Polypharmacy: Is It Truly Beneficent?
I recently received the following poem from
a physician with no particular attribution:
SPECIAL POEM FOR SENIOR CITIZENS
A row of bottles on my shelf
Caused me to analyze myself.
One yellow pill I have to pop
Goes to my heart so it won't stop.
A little white one that I take
Goes to my hands so they won't shake.
The blue ones that I use a lot
Tell me I'm happy when I'm not.
The purple pill goes to my brain
and tells me that I have no pain.
The capsules tell me not to wheeze
Or cough or choke or even sneeze.
The red ones, smallest of them all
Go to my blood so I won't fall.
The orange ones, very big and bright
Prevent my leg cramps in the night.
Such an array of brilliant pills
Helping to cure all kinds of ills.
But what I'd really like to know...........

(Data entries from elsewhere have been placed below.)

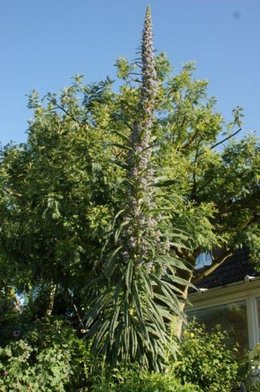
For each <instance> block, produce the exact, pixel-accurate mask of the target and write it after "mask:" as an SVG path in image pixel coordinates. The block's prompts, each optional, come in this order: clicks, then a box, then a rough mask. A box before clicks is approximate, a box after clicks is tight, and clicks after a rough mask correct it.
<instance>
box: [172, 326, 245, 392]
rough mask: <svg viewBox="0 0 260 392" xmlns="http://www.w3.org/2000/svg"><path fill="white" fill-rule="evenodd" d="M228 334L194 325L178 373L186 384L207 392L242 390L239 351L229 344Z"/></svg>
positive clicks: (186, 332)
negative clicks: (238, 362)
mask: <svg viewBox="0 0 260 392" xmlns="http://www.w3.org/2000/svg"><path fill="white" fill-rule="evenodd" d="M227 337H228V335H227V333H226V332H223V331H221V330H220V329H216V330H214V331H212V332H210V333H208V332H206V330H205V326H203V325H202V326H201V325H197V324H196V323H191V324H190V325H189V327H188V328H185V332H184V337H183V339H182V342H181V344H180V350H179V353H178V359H177V362H175V363H174V366H173V367H174V373H175V375H176V376H177V378H178V379H180V380H181V382H182V383H183V384H185V383H188V382H190V383H194V384H195V385H198V386H199V387H200V388H201V390H202V391H204V392H207V391H208V392H219V391H223V392H230V391H233V390H236V388H238V387H239V383H238V376H237V373H238V367H239V365H238V361H237V359H236V353H237V352H236V351H237V348H236V347H232V348H230V347H228V346H227V344H226V340H227Z"/></svg>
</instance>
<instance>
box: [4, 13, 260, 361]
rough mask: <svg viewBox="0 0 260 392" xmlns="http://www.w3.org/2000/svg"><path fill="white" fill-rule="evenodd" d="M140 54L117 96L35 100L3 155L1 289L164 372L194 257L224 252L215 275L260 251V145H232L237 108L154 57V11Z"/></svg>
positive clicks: (115, 358)
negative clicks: (222, 99)
mask: <svg viewBox="0 0 260 392" xmlns="http://www.w3.org/2000/svg"><path fill="white" fill-rule="evenodd" d="M141 50H142V52H141V59H140V61H138V60H137V61H136V62H134V63H130V62H128V61H127V60H126V59H122V58H121V59H119V60H118V61H117V64H116V65H117V70H118V77H119V78H120V79H121V85H120V87H119V88H117V89H115V88H114V89H113V83H114V82H113V81H112V80H110V79H109V78H108V79H106V80H105V81H102V82H100V83H95V84H92V85H85V84H84V83H83V78H82V76H81V75H77V76H76V77H75V78H74V79H73V82H72V84H71V86H70V87H68V88H65V89H63V90H62V91H61V92H60V93H59V94H47V95H46V96H45V97H44V98H43V99H40V98H39V97H38V95H37V93H36V92H35V91H34V92H33V93H32V94H31V95H30V97H29V107H30V108H31V109H33V111H34V117H33V120H32V121H31V122H30V123H29V130H28V140H27V142H26V143H24V144H21V145H7V146H5V147H4V148H3V149H2V150H1V161H0V215H1V219H0V267H1V271H2V274H1V281H0V283H1V288H2V290H3V292H4V293H6V292H7V291H8V290H9V288H15V291H16V292H17V293H20V298H22V299H23V301H24V302H25V304H26V306H25V308H26V309H29V310H30V312H31V315H32V317H33V318H35V317H42V316H44V315H50V314H54V315H63V316H64V317H66V318H67V319H69V320H70V321H71V323H72V325H74V326H75V328H76V329H77V330H78V333H84V334H85V332H86V336H88V337H89V338H91V341H92V349H93V351H94V352H95V354H96V355H97V356H98V355H105V357H106V358H107V360H108V361H109V362H110V363H112V364H116V362H118V361H120V362H128V361H135V360H138V361H139V363H140V364H141V365H142V366H143V367H148V368H155V369H158V368H159V367H160V366H161V364H162V363H163V358H164V348H165V346H167V345H168V343H169V336H170V334H169V321H170V320H171V319H172V317H173V315H177V316H179V317H180V318H183V315H182V311H181V307H182V306H181V305H183V304H184V303H185V296H186V293H187V287H188V282H189V281H190V280H192V277H193V271H194V266H195V261H196V257H197V255H198V254H199V253H200V252H203V251H209V252H213V251H214V249H215V248H221V249H222V252H221V254H219V253H218V256H216V259H215V260H214V262H213V266H212V267H211V270H212V269H213V268H215V266H216V265H219V264H220V263H221V262H223V260H224V259H225V257H227V255H229V254H232V252H233V250H234V249H236V248H238V247H241V246H249V247H250V249H251V254H252V256H253V255H254V254H257V250H259V215H258V211H257V205H259V203H258V201H259V183H258V181H259V146H258V144H257V140H256V139H255V137H254V136H252V135H251V136H247V137H244V138H243V139H240V140H235V138H234V136H235V134H236V133H238V131H239V130H240V128H241V110H240V108H238V109H236V110H235V111H234V120H233V121H232V122H231V123H228V124H227V123H225V122H224V119H223V118H222V116H221V115H220V114H219V113H218V112H217V111H216V110H215V104H216V102H215V100H214V99H213V98H208V97H207V83H206V82H205V81H203V80H197V79H196V78H194V76H193V72H194V66H193V65H192V64H186V65H185V66H184V67H183V69H182V70H181V72H180V73H179V74H172V73H171V67H170V64H169V62H168V60H167V57H166V55H165V54H159V55H158V56H156V57H154V55H153V47H152V32H151V16H150V11H149V10H148V11H147V14H146V19H145V27H144V33H143V39H142V48H141ZM84 336H85V335H84Z"/></svg>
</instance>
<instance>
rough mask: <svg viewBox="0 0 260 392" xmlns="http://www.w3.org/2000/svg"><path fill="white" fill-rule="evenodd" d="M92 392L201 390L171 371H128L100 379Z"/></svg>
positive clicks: (179, 390) (178, 390)
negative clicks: (183, 380)
mask: <svg viewBox="0 0 260 392" xmlns="http://www.w3.org/2000/svg"><path fill="white" fill-rule="evenodd" d="M91 391H92V392H104V391H109V392H203V391H202V390H201V389H200V388H199V387H198V386H195V385H192V384H191V383H187V384H186V385H182V384H181V382H180V381H179V380H178V379H177V378H176V377H175V376H174V375H173V374H171V373H149V372H140V373H137V372H129V373H128V374H127V375H124V374H121V376H120V375H116V381H112V380H111V379H110V380H107V381H104V380H103V381H101V382H100V383H96V384H95V385H93V387H92V389H91Z"/></svg>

Is what tells each one where to go!
To me, “where they go” is not the issue with the prescription of and the daily use of multiple different medications (polypharmacy). To me, the issue is whether the medical practice of polypharmacy is a truly beneficent practice both to the individual patient but also to society. The goal of the physician prescribing a medication is that of providing a therapeutic benefit to the patient. The benefit should not be looked upon simply as the value of each drug to relieve a specific disease or symptom. Consideration of the benefit should include whether the drug is contributing to the total health benefit to the patient. Physicians and patients should keep in mind that the effect of one drug on the total health benefit is dependant not only it’s direct effect on the condition for which it was prescribed but whether the drug itself has harmful or detrimental potentials such as side-effects, toxicities or harmful interactions between the prescribed drug and the other medications that the patient is already taking. Benefit should also be measured by whether the addition of another drug with its own schedule for administration will disrupt the patient’s compliance with the taking of the other medications. Will the shape and color of the new pill be confused with other pills the patient, especially the elderly, is taking? Benefit should not only be measured by the parameters noted above but also whether the net wanted results of prescribing and taking a drug are sufficient to trump the drug’s expense to the patient and the healthcare system. Drugs that are very expensive might either not be purchased by the patient or the patient may discontinue or reduce the prescribed dosage of other drugs in order to afford the new one.
If the physician fails to include in the history of the patient identification of the medications already being taken and not consider the potential interactions with the new drug or the potential disruption of the dosing schedules or the costs, the physician is not performing a service. There is also the need for the physician at the outset to be confident that the patient truly needs an additional drug added to the list of drugs already being taken. Are there indications based on the patient’s symptoms, disease or lab tests that require instituting a new medication? Or is the medication being prescribed either out of a unsupported assumption, out of patient demand or out of a desire to relieve the patient’s concern that by, the conclusion of the office visit, something is accomplished. And that “something” is a prescription.
Finally, I would like to make a comment that ties into the previous thread on the media an medical practice. I think that direct-to-consumer advertising should be discontinued and there should be further ethical restrictions on direct-to-physician advertising. I don’t think any of this should represent a limitation to ordinary free speech. I think that such advertising is education slanted away from education of unbiased evidence-based pharmacology and is directed to the pharmaceutical companies own pocketbook and shareholders. These directed advertising practices, I think, inappropriately influence the public to unwarranted use of the advertised drugs for their own symptoms or illness concerns and encourages physicians to inappropriately add another drug, perhaps one that has not yet been fully tested over time, to their patient’s “row of bottles on the shelf.” ..Maurice.